Segundo o economista, qualquer intervenção de curto prazo feita pelo Brasil para conter a alta do real não deverá surtir efeito no panorama global - e tampouco se sustentará no mercado local por conta do aquecimento econômico da economia doméstica. "As moedas de países exportadores de commodities flutuam em relação ao preço desses produtos. Enquanto a China crescer, essas moedas permanecerão fortes", afirma Wood.

Para os especialistas, medidas de curto prazo - como o possível aumento do Imposto sobre Operações Financeiras (IOF), cogitado nesta terça-feira por Henrique Meirelles, presidente do Banco Central - deveriam ser substituídas por estratégias de longo prazo, que estimulem a competitividade dos produtos brasileiros.

Taxar ainda mais o capital externo para inibir a procura pelo real por parte dos investidores estrangeiros seria uma alternativa a ser evitada. "É preciso abrir mais a economia, reduzir a carga tributária e melhorar a logística do país. E isso não é novidade para o governo", afirma Blanche.

Fundo Soberano
Lançar mão de um fundo soberano para, entre outros atributos, equilibrar o câmbio, seria uma das alternativas sustentáveis do governo. Após utilizar o Fundo Soberano do Brasil (FSB) para receber ações da Petrobras que estavam em poder da Caixa Econômica Federal e do Banco Nacional de Desenvolvimento Econômico e Social (BNDES), o Ministério da Fazenda anunciou que poderá usá-lo para comprar dólares e, assim, tentar conter a valorização do real. "Um fundo soberano deve servir para beneficiar o país, e não para comprar ações da Petrobras e fazer operações com BNDES", afirma Blanche, citando o exemplo do Chile como um bom modelo a ser seguido.

No início do ano, quando regiões inteiras do país foram devastadas por um terremoto, o governo da ex-presidente Michelle Bachelet anunciou que parte dos 14,7 bilhões de dólares dos dois fundos chilenos seria usada na reconstrução das áreas afetadas.

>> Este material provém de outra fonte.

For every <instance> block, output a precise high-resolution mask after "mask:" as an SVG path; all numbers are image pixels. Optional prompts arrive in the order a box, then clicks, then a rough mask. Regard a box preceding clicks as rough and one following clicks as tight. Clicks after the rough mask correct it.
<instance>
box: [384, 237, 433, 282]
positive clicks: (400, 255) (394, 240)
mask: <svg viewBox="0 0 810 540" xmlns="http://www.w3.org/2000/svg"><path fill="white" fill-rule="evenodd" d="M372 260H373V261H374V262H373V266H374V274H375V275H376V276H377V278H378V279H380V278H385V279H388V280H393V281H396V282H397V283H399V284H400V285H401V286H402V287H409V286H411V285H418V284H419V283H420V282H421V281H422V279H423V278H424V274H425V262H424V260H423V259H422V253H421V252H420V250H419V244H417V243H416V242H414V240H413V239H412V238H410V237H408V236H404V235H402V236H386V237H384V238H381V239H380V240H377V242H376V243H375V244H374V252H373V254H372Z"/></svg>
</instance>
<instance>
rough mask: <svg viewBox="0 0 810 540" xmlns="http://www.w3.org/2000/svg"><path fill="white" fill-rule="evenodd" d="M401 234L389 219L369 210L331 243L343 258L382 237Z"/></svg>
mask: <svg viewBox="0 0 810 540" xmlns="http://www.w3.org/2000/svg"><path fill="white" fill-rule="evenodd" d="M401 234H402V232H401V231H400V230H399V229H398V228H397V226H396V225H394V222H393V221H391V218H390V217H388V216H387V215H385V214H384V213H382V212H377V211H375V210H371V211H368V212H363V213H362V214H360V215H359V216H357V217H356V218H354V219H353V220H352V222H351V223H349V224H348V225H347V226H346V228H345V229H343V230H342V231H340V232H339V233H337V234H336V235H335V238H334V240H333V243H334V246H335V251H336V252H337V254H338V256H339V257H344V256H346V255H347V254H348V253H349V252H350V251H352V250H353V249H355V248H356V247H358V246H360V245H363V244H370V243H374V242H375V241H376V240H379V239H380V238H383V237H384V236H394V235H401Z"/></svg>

No Chile, os fundos soberanos investem em papeis governamentais (como títulos do governo) com o objetivo de acumular recursos para investimentos locais. Não há investimentos em empresas de capital privado. O país é o principal produtor de cobre do mundo e guardou em seus fundos os recursos oriundos do tempo em que o preço do cobre atingiu seu auge, antes da crise financeira.